Replacing business processes with email leaves the process broken
Ramon Padilla analyses a great post by Ross Mayfield in his article "Are your business processes and e-mail the same thing?":
I was reading the July issue of CIO magazine when I came across a quote from Ross Mayfield, the president and cofounder of Socialtext, which produces enterprise wikis. The quote from him reads, “(Employees) spend most of their time handling exceptions to business processes. That’s what they are doing in their inbox for four hours a day. E-mail has become the great exception handler.”
- Making it up as we go along. As I said above, e-mail becomes particularly handy when you are making your business processes up as you go along, and you end up managing your workflow and exceptions through e-mail.
- Not enforcing business processes. The organization has well defined processes but doesn’t enforce them; therefore, people choose to do what they are comfortable with — which is send an e-mail. No matter that what they should have been doing is filling out a form (electronically) and having it routed automatically within a system to be handled appropriately.
- Business processes that are not automated or automated with software that is outdated or doesn’t fulfill the user’s needs. Lacking automation, people will turn to what they have available in order to get their work done. If a business process has no automation, e-mail becomes a de facto substitute. Imagine a permitting operation that has no automation. A person comes in the door, requests a permit, fills out a form, provides necessary documentation, and then waits for approval. In lieu of a dedicated permitting system, creative staff come up with the following: Person comes in the door, fills out the form and provides necessary documentation. Staff scans the forms and documents into images and attaches them to an email to the next person in the process, who then handles and moves the process on. I could go on, but you can quickly see that while the above solution “works” to a degree, the e-mail system suddenly has turned into a document management system, a database, and a file management system.

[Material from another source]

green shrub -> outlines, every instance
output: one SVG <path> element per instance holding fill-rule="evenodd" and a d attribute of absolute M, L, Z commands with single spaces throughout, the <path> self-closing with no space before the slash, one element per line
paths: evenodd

- Lack of communications within an application or integration with other communication mechanisms. I have always been a big believer that if you create an application to suit a purpose such as a permitting system, that you try to keep the users inside the application to the greatest extent possible. Ideally, that means that all messages and communications regarding the business process originate, transmit, and store within the application. Thus in my example, all information regarding permits is found in one place — the permitting system.
- Lack of communication alternative besides e-mail. Some processes aren’t amenable to an application because they are more free form, yet need some kind of structure. This is where wikis, intranets, mashups, instant messaging, and other Web 2.0 applications become necessary. Without them, e-mail becomes the repository for any and all information.